Antetokounmpo had 569 field goals in the restricted area this season — the second-most in NBA.com’s database — but he did it in 72 games and while playing just 2,358 minutes, or 805 fewer than O’Neal did. Had he not sat out a handful of games towards the end of the season with a balky ankle, Antetokounmpo would likely have obliterated O’Neal’s mark.
Safe to say: If you’re doing things that get you on very short lists with both O’Neal and James — arguably the two most physically dominant athletes in modern NBA history — you are unique.
Antetokounmpo’s ‘Greek Freak’ nickname fits.
But from the Raptors’ point of view the LeBron comparison gets even more nightmarish when you consider that the Bucks have built a team around their star’s talents that closely resembles what the Cavaliers did for James — surround him with shooters that spread the floor and allow him to attack the rim and collapse the defence.
Only the Houston Rockets made more three-pointers than the Bucks’ 13.3 per game this season and every rotation player they have is a more than capable three-point shooter. Shooting is the one weakness Antetokounmpo has, but it hardly matters since he’s the one with the ball driving it down the throat of the defence.

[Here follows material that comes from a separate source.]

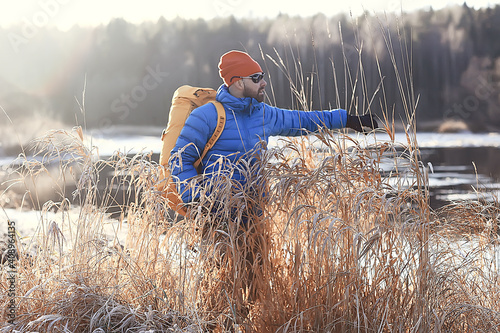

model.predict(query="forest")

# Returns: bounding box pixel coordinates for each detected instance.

“They do a great job of attacking the paint,” said Raptors centre Marc Gasol. “[Their shooters] are out there for a reason, to create those lanes and gaps. You always have to be concerned about the three-point line, because they have great three-point shooters, but dunks and layups and free throws, you have to guard (against) that.”
It won’t be easy. The Raptors saw it first-hand the past three post-seasons against James and they know how that ended up.
Now they might be leaving the frying pan and heading into the fire as they watch a new and improving King emerge in the East.